The cud of a ruminant; also, the upper stomach of animals which chew the cud.

RU'MIN-ANT, a. [Fr. from L. rumino.]

Chewing the cud; having the property of chewing again what has been swallowed; as, ruminant animals. Ray.

RU'MIN-ANT, n.

An animal that chews the cud. Ruminants are four footed, hairy and viviparous. Encyc. Ray. Derham. An animal that chews the cud, as the camel, deer, goat and bovine kind. Bell.

RU-MI-NAN'TIA, n.

An order of herbivorous animals, having four stomachs, the first so situated as to receive a large quantity of vegetable matters coarsely bruised by a first mastication, which passes into the second, where it is moistened and formed into little pellets, which the animal has the power of bringing again to the mouth to be re-chewed, after which it is swallowed into the third stomach, from which it passes to the fourth, where it is finally digested. The camel, the deer, the bovine genus, the goat, and the sheep are examples of this order.

RU'MIN-ANT-LY, adv.

By chewing.

RU'MIN-ATE, v.i. [Fr. ruminer; L. rumino, from rumen, the cud; W. rhum, that swells out.]

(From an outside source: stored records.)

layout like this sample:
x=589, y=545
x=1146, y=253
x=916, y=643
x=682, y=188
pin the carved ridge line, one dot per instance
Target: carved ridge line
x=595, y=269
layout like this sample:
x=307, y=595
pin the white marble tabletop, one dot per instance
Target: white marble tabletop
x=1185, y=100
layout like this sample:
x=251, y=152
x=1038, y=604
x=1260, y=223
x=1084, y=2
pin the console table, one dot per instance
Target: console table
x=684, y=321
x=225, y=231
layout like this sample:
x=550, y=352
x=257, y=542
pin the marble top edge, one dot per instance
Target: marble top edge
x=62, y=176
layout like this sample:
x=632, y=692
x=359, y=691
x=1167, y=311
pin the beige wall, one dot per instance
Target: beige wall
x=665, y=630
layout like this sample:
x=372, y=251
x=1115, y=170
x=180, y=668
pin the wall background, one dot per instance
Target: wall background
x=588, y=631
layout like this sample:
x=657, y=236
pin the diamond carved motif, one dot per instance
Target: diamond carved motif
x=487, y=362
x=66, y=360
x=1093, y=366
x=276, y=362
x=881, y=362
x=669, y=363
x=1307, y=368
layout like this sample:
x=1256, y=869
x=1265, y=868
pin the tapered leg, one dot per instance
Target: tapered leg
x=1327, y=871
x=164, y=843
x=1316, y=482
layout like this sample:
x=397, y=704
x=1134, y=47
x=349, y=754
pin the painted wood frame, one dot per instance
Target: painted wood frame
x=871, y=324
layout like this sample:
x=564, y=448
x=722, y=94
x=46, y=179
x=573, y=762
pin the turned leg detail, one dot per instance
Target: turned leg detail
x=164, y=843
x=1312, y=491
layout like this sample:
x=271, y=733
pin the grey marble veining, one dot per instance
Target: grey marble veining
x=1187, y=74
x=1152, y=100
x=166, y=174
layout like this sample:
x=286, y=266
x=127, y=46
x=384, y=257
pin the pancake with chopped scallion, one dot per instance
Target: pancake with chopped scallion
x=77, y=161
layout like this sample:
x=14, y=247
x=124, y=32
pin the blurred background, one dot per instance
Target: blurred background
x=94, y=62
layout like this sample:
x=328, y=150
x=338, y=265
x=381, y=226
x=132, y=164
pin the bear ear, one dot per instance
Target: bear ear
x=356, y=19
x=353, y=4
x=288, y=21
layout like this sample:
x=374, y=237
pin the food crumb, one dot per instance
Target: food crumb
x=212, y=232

  1. To chew the cud; to chew again what has been slightly chewed and swallowed. Oxen, sheep, deer, goats, camels, hares and squirrels ruminate in fact; other animals, as moles, bees, crickets, beetles, crabs, &c. only appear to ruminate. Peyer. Encyc. The only animals endowed with the genuine faculty of rumination, are the Ruminantia, or cloven-hoofed quadrupeds, (Pecora, Linnæus;) but the hare, although its stomach is differently organized, is an occasional and partial ruminant. Ed. Encyc.
  2. To muse; to meditate; to think again and again; to ponder. It is natural to ruminate on misfortunes. He practices a slow meditation, and ruminates on the subject. Watts.

RU'MIN-ATE, v.t.

  1. To chew over again.
  2. To muse on; to meditate over and over again. Mad with desire, she ruminates her sin. Dryden.

RU'MI-NA-TED, pp.

Chewed again; mused on.

RU'MI-NA-TING, ppr.

Chewing the cud; musing.

RU-MI-NA'TION, n. [L. ruminatio.]

  1. The act of chewing the cud.
  2. The power or property of chewing the cud. Rumination is given to animals, to enable them at once to lay up a great store of food, and afterward to chew it. Arbuthnot.
  3. A musing or continued thinking on a subject; deliberate meditation or reflection. Retiring full of rumination sad. Thomson.

RU'MI-NA-TOR, n.

One that ruminates or muses on any subject; one that pauses to deliberate and consider. Cotgrave.

RUM'MAGE, n.

A searching carefully by looking into every corner and by tumbling over things.